I posted this earlier (duh, I guess that's why I'm editing it, eh? ). Anyhow, after doing a little more research (thanks indy) I found that the SAF states (I think) that they are actually more like between 25 and 26 gauge which makes the Maxants roughly 90% thicker (if I'm not *way* off base). Somebody please correct me if I'm wrong here!!!!


----------



## Andrew Dewey (Aug 23, 2005)

Intheswamp said:


> Andrew, I checked your blog out. Am I correct in thinking that you currrently have eight 8-frame hives that you are working?
> Ed


Thank you! I currently have exclusively 10 frame equipment and use shallows as honey supers. All together I have around 40 hives.

My first extractor was a four frame SAF and while it worked well at extracting honey (and I really liked the built in strainer and bottling tank), the extractor danced something fierce and I used to grip it in a bear hug while cranking it at the same time. I have since lent the extractor to a friend and I honestly hope I never see it again.


----------



## SWM (Nov 17, 2009)

Ed,

If you have access to an extractor from your mentor then I suggest you take advantage of it and chill out this year...extractors will be available forever. Wait until you have saved enough money to buy the best quality available (Dadant or Maxant) and plan for expansion if that's where you're headed. I bought my Dadant 20 frame in 1989 and had to save a lot of "honey money" before I could afford it. But I have an appreciation for quality and I've never regretted it because it still looks and works as good as the day I bought it. The SAF stuff may get you by but there is a reason it sells for a lower price.


----------



## Intheswamp (Jul 5, 2011)

Andrew, your last sentence brought a audible chuckle to me...thanks, I need it. 

Forty hives...that gives me an idea of the type volume you're running through the 1400. This is my first year and have 3 hives. I've got plenty of room here at the house and some more property for an out yard at the swamp.  I'm hoping to work on increasing my colony count by several next year and would love to have eight to twelve hives going into next winter. My mentor peaked out at around 60 hives and I would like to work up into that range in a few years myself. I'm a newbee that's looking at a big investment whichever extractor I get and still having a LOT to learn about bees. I just want to buy once and be done with it.<sigh>

I'm just not sure...
Ed


----------



## Intheswamp (Jul 5, 2011)

SWM, somehow I missed your message earlier. Yes, you definitely get what you pay for. I may just do what you're suggesting and wait a while. Though it would be a hit in the wallet I could afford getting soemthing in the neighborhood of the Dadant 6/12...23 years of service...that's saying a lot for that Dadant!!! I'll keep that in mind.

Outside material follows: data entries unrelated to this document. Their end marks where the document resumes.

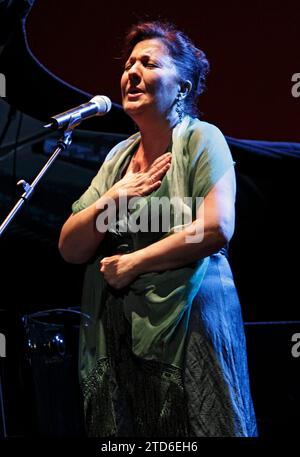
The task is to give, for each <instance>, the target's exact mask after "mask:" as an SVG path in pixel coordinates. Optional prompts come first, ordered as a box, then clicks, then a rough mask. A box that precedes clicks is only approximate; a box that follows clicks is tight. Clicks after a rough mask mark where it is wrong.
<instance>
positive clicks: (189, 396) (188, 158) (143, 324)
mask: <svg viewBox="0 0 300 457" xmlns="http://www.w3.org/2000/svg"><path fill="white" fill-rule="evenodd" d="M139 141H140V134H139V133H137V134H135V135H133V136H132V137H130V138H129V139H127V140H125V141H123V142H121V143H119V144H118V145H117V146H116V147H115V148H114V149H113V150H112V151H111V152H110V153H109V155H108V156H107V158H106V161H105V163H104V164H103V165H102V167H101V168H100V170H99V172H98V174H97V175H96V176H95V178H94V179H93V181H92V183H91V185H90V187H89V188H88V189H87V191H86V192H85V193H84V194H83V195H82V196H81V198H80V199H79V200H78V201H77V202H75V203H74V204H73V212H78V211H80V210H82V209H84V208H85V207H87V206H89V205H91V204H92V203H94V202H95V201H96V200H97V199H98V198H99V197H100V196H101V195H103V194H104V193H105V192H106V191H107V190H108V189H109V188H110V187H111V186H112V185H113V184H114V182H116V181H117V180H118V179H120V177H121V176H122V172H123V171H124V170H125V169H126V167H127V166H128V164H129V161H130V159H131V157H132V155H133V153H134V151H135V149H136V147H137V145H138V144H139ZM170 152H172V164H171V167H170V169H169V170H168V172H167V174H166V175H165V177H164V178H163V180H162V184H161V186H160V187H159V189H157V190H156V191H155V192H153V193H152V194H151V195H149V196H147V198H143V199H140V201H139V204H138V205H137V206H136V207H135V208H134V209H132V210H129V211H128V212H126V213H125V214H124V213H123V214H122V215H120V214H119V215H118V217H117V220H116V222H115V223H113V224H111V226H110V228H109V230H108V232H107V233H106V235H105V238H104V239H103V241H102V243H101V245H100V246H99V249H98V251H97V253H96V254H95V256H94V257H93V258H92V259H90V261H89V262H88V265H87V269H86V274H85V280H84V289H83V298H82V311H83V312H84V313H85V314H87V315H88V316H89V319H88V321H86V320H85V321H84V322H83V323H82V326H81V332H80V358H79V370H80V380H81V385H82V390H83V397H84V410H85V419H86V429H87V434H88V435H89V436H100V437H104V436H149V437H150V436H153V437H155V436H192V435H197V436H216V435H217V436H251V435H254V434H255V418H254V414H253V409H252V402H251V397H250V392H249V384H247V376H246V380H245V382H244V381H242V383H243V386H242V388H241V386H238V388H237V386H236V385H234V386H232V385H231V384H232V383H236V384H238V383H239V382H240V381H241V377H237V376H235V378H234V379H230V382H228V373H227V372H225V371H224V372H223V371H222V369H223V368H224V367H222V360H221V359H220V357H221V358H222V352H223V351H222V350H218V348H214V347H211V341H212V340H211V337H210V336H209V333H207V332H206V331H205V329H204V330H203V322H201V319H200V321H199V325H198V328H197V329H196V335H198V336H197V337H196V338H195V332H194V331H193V333H192V334H191V328H194V326H193V325H192V324H194V323H195V322H196V321H197V318H198V317H199V316H200V315H201V312H200V313H199V312H198V313H197V312H196V314H197V316H198V317H197V316H196V317H195V318H194V319H193V323H192V322H191V320H190V316H191V313H192V314H193V313H194V312H195V310H194V308H195V303H199V300H198V299H197V297H198V296H199V292H200V291H201V287H202V283H203V280H205V277H206V276H209V275H210V273H209V272H210V271H211V269H209V268H210V265H212V257H211V258H209V257H207V258H203V259H200V260H199V261H197V262H194V263H190V264H188V265H185V266H184V267H180V268H176V269H172V270H166V271H163V272H153V273H147V274H143V275H140V276H139V277H137V278H136V279H135V280H134V281H133V282H132V283H131V284H130V285H129V286H127V287H125V288H123V289H121V290H116V289H113V288H112V287H110V286H109V285H108V284H107V283H106V281H105V280H104V278H103V275H102V274H101V273H100V272H99V262H100V260H101V259H102V258H103V257H107V256H111V255H114V254H116V253H127V252H132V251H135V250H138V249H141V248H143V247H145V246H147V245H149V244H151V243H153V242H155V241H157V240H159V239H161V238H163V237H165V236H170V235H172V233H174V231H176V230H180V229H182V228H183V227H185V221H186V219H183V220H180V219H178V217H177V216H178V213H179V212H181V214H185V215H186V216H188V218H190V220H194V219H195V214H196V209H197V207H198V205H199V200H198V199H199V197H205V196H206V195H207V194H208V192H209V191H210V190H211V188H212V187H213V186H214V184H215V183H216V182H217V181H218V179H220V177H221V176H223V174H224V173H225V172H226V171H227V170H228V169H229V168H230V167H232V166H233V161H232V157H231V154H230V151H229V149H228V146H227V144H226V141H225V139H224V137H223V135H222V134H221V132H220V131H219V129H217V128H216V127H215V126H213V125H211V124H208V123H205V122H200V121H199V120H198V119H193V118H190V117H189V116H186V117H185V118H184V120H183V121H182V122H181V123H180V124H178V125H177V126H176V127H175V128H174V129H173V134H172V142H171V145H170ZM154 197H155V198H157V199H161V198H162V197H167V198H168V199H169V201H174V202H176V204H174V205H170V207H169V215H170V221H169V226H168V227H167V229H166V228H164V229H163V227H162V224H161V223H160V222H158V225H156V227H157V226H158V227H159V228H158V230H156V229H155V230H151V229H149V230H148V231H135V230H132V225H131V224H130V221H131V220H134V221H135V222H136V221H137V220H139V217H141V216H145V215H146V214H148V215H149V218H148V222H149V227H150V223H151V222H152V221H153V220H154V219H155V220H157V221H160V220H161V219H160V218H161V216H162V214H161V208H160V207H158V209H156V210H155V211H154V212H153V206H151V205H152V202H153V201H154V200H153V198H154ZM200 202H201V199H200ZM179 210H180V211H179ZM130 218H131V219H130ZM151 227H152V226H151ZM208 273H209V274H208ZM215 287H216V288H220V287H223V285H220V284H215ZM203 308H205V307H203ZM233 320H234V321H235V320H236V319H235V316H233ZM240 320H241V319H240ZM225 326H228V323H225ZM208 327H209V326H208ZM208 327H207V329H208ZM201 329H202V330H201ZM217 331H218V332H220V329H217ZM240 332H241V334H242V335H243V328H242V321H241V322H240ZM206 334H207V336H205V335H206ZM200 336H201V338H204V341H205V342H206V343H207V344H206V346H207V347H206V350H205V353H204V354H201V351H202V350H201V351H198V349H197V347H198V344H199V337H200ZM202 346H203V347H204V346H205V345H204V344H202V345H201V347H202ZM239 350H240V351H241V350H242V352H243V354H244V355H243V357H242V360H243V362H242V365H243V366H242V367H240V368H241V369H240V371H241V372H243V376H244V375H245V363H246V354H245V347H244V345H243V344H242V346H241V345H240V346H239ZM187 351H188V352H189V354H187ZM197 351H198V352H199V357H201V360H200V359H199V360H198V361H197V357H198V355H197V354H198V352H197ZM191 354H192V355H193V356H192V357H189V356H190V355H191ZM187 355H189V356H187ZM194 355H195V360H194ZM206 356H207V357H206ZM211 357H212V360H211ZM204 359H205V360H206V362H208V364H209V368H210V370H208V369H207V368H205V370H206V371H207V372H208V371H210V372H211V376H212V377H213V378H214V381H216V373H217V376H218V379H217V383H216V384H217V388H216V391H218V398H219V400H218V401H219V402H220V407H217V411H214V407H211V408H210V407H209V404H210V403H211V395H209V396H207V395H206V390H207V387H211V385H213V384H212V382H211V380H210V379H206V384H205V385H197V383H196V384H195V380H196V379H197V376H199V370H198V368H199V367H203V366H204V365H203V360H204ZM233 360H234V358H233ZM197 363H198V364H197ZM214 364H215V366H214ZM205 365H206V364H205ZM212 368H213V369H212ZM236 370H237V367H236V366H232V367H231V368H230V370H229V371H231V372H232V373H235V372H236ZM226 371H227V366H226ZM244 377H245V376H244ZM189 386H190V387H189ZM232 387H233V389H232V392H233V393H231V388H232ZM190 388H191V389H192V390H193V391H194V390H195V389H196V391H199V395H196V397H195V396H193V395H191V390H190ZM220 390H221V396H220V395H219V393H220ZM242 390H244V391H242ZM245 390H246V391H247V392H245ZM237 391H239V395H238V396H239V397H240V395H243V398H244V399H245V398H248V399H249V401H248V405H246V411H245V405H244V400H243V405H242V406H241V405H240V406H241V407H239V403H241V402H240V401H239V399H237V398H236V392H237ZM246 394H247V395H246ZM232 395H233V397H232ZM206 397H207V398H208V399H209V402H210V403H209V404H206V403H207V402H206V401H205V398H206ZM220 398H221V400H220ZM191 401H192V402H193V404H191ZM217 403H218V402H215V401H213V404H217ZM197 404H198V406H197ZM224 405H225V406H224ZM237 405H238V407H237ZM207 407H208V411H209V413H207ZM197 411H198V412H197ZM198 413H199V414H198ZM211 413H212V414H211ZM216 413H217V414H218V413H220V414H221V416H222V417H221V420H220V419H217V420H215V419H213V417H214V416H215V414H216ZM201 415H202V416H203V417H204V419H203V420H202V419H201V420H200V421H199V417H202V416H201ZM194 416H196V417H194ZM206 418H208V420H206ZM211 421H212V422H216V423H218V424H216V423H213V424H211V423H210V422H211ZM250 422H251V423H250Z"/></svg>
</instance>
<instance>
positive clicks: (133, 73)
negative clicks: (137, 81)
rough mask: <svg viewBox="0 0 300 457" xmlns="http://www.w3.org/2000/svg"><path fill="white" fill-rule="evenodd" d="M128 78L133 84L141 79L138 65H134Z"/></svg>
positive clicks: (135, 64) (129, 71)
mask: <svg viewBox="0 0 300 457" xmlns="http://www.w3.org/2000/svg"><path fill="white" fill-rule="evenodd" d="M128 78H129V80H130V81H131V82H133V83H135V82H136V81H139V80H140V79H141V75H140V71H139V69H138V67H137V65H136V64H134V65H132V66H131V68H130V69H129V70H128Z"/></svg>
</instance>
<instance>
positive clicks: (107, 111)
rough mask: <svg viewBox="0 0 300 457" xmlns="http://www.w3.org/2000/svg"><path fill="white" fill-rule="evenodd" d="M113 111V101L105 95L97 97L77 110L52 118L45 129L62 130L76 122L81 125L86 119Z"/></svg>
mask: <svg viewBox="0 0 300 457" xmlns="http://www.w3.org/2000/svg"><path fill="white" fill-rule="evenodd" d="M110 109H111V101H110V99H109V98H108V97H105V95H96V96H95V97H93V98H92V99H91V100H90V101H89V102H88V103H84V104H82V105H79V106H76V107H75V108H72V109H69V110H68V111H64V112H63V113H60V114H57V115H56V116H52V117H50V123H49V124H47V125H44V127H45V128H52V129H55V130H56V129H61V128H63V127H66V126H68V125H69V123H70V121H75V122H76V125H79V124H80V122H81V121H83V120H84V119H88V118H89V117H93V116H103V115H104V114H106V113H108V111H109V110H110Z"/></svg>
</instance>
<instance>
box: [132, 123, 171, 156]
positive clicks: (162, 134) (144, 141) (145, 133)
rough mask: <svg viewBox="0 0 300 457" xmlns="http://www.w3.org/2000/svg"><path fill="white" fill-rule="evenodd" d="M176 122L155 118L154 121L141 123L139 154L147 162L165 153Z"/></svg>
mask: <svg viewBox="0 0 300 457" xmlns="http://www.w3.org/2000/svg"><path fill="white" fill-rule="evenodd" d="M175 125H176V122H173V123H172V122H169V120H167V119H164V120H163V121H160V120H155V121H154V122H153V121H152V122H145V123H144V124H143V123H139V129H140V133H141V143H140V147H139V148H138V151H137V153H138V155H140V156H141V157H143V158H144V160H146V161H147V162H152V161H153V160H155V159H156V158H157V157H158V156H160V155H162V154H164V153H165V152H166V151H167V148H168V146H169V144H170V141H171V139H172V131H173V128H174V127H175Z"/></svg>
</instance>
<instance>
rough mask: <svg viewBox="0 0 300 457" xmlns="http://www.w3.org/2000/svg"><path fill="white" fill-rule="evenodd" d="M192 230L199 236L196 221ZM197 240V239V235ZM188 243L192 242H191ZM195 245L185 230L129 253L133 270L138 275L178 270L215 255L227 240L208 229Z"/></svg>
mask: <svg viewBox="0 0 300 457" xmlns="http://www.w3.org/2000/svg"><path fill="white" fill-rule="evenodd" d="M197 224H198V225H197ZM192 227H193V228H194V230H198V233H200V231H199V230H201V228H199V222H198V221H195V222H194V223H193V224H192ZM194 233H195V232H194ZM199 236H200V238H201V235H199ZM189 237H190V238H189ZM192 239H194V242H191V241H192ZM198 240H199V238H198ZM195 241H196V238H193V236H192V235H191V232H190V231H188V230H186V229H185V230H182V231H180V232H177V233H174V234H172V235H170V236H168V237H166V238H164V239H162V240H159V241H157V242H156V243H153V244H151V245H149V246H147V247H145V248H143V249H140V250H139V251H136V252H134V253H132V260H133V264H134V269H135V270H136V273H137V274H138V275H139V274H143V273H148V272H151V271H164V270H168V269H173V268H178V267H181V266H184V265H186V264H188V263H191V262H195V261H197V260H199V259H201V258H203V257H207V256H209V255H211V254H213V253H214V252H217V251H218V250H219V249H221V247H223V246H224V245H225V244H226V243H227V241H228V239H227V238H226V236H225V235H224V233H223V232H222V231H221V230H220V229H219V227H214V226H211V227H206V228H205V231H204V235H203V237H202V240H201V241H196V242H195Z"/></svg>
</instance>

I'm also trying to wrestle it out in my mind exactly how big I want to go...and whether a smaller extractor would be a bottleneck for the time I have for extracting. I know bigger is better, but it does come at a price.  I would go with the Masant 3100P but being as it's only a 6 *radial* frame extractor I'm a bit hesitant...if it was an 8 or 9 frame pure radial it would be a no-brainer. I'm also still a little concerned about the 3100's side-by-side frame holders...seems like fat combs could cause a problem, but several folks have said that it's not a problem. The 1400PL is $$$ more expensive and I don't know whether I would eventually utilize that much capacity or not. Ah well, it'll all work out....one way or the other. 

Take care,
Ed


----------